Celebrity News February 14, 2025
Geneviève Page, French Acting Legend Seen in 'Belle de Jour,' Dies at 97

Geneviève Page, a legend of the French cinema with a 60-year career, died Friday in Paris, THR reports. She was 97.
Page, born into aristocracy and the goddaughter of Christian Dior, played piano as a child and took to the stage in 1943.
She made her first film in 1951, "Pas de pitié pour les femmes." Working in the U.K., Italy, and occasionally the U.S. as well as her native France, she appeared in such varied works as "Fanfan la Tulipe" (1952), "Foreign Intrigue" (1956), and the star-studded "El Cid" (1961).

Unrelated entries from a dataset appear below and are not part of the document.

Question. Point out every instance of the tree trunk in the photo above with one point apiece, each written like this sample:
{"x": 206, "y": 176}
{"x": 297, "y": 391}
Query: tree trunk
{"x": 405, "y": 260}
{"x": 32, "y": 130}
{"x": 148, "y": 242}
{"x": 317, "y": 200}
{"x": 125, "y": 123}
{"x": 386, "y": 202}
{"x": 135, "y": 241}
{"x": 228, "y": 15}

Acting opposite Catherine Deneuve in director Luis Buñuel's classic "Belle de Jour" (1967), Page plays a madam who kisses the blonde icon in a controversial scene.
She again acted opposite Deneuve in "Mayerling" (1968), and in 1970 took on her most famous English-language role, that of a sexy villain who attempts to seduce the world's most famous detective in director Billy Wilder's "The Private Life of Sherlock Holmes" (1970).
One of her later performances arrived in the Robert Altman comedy "Beyond Therapy" (1987).
Page continued working on the stage until 1998 and in films until 2003.
She was preceded in death by her husband of more than 50 years, Jean-Claude Bujard, in 2011, and is survived by their two children.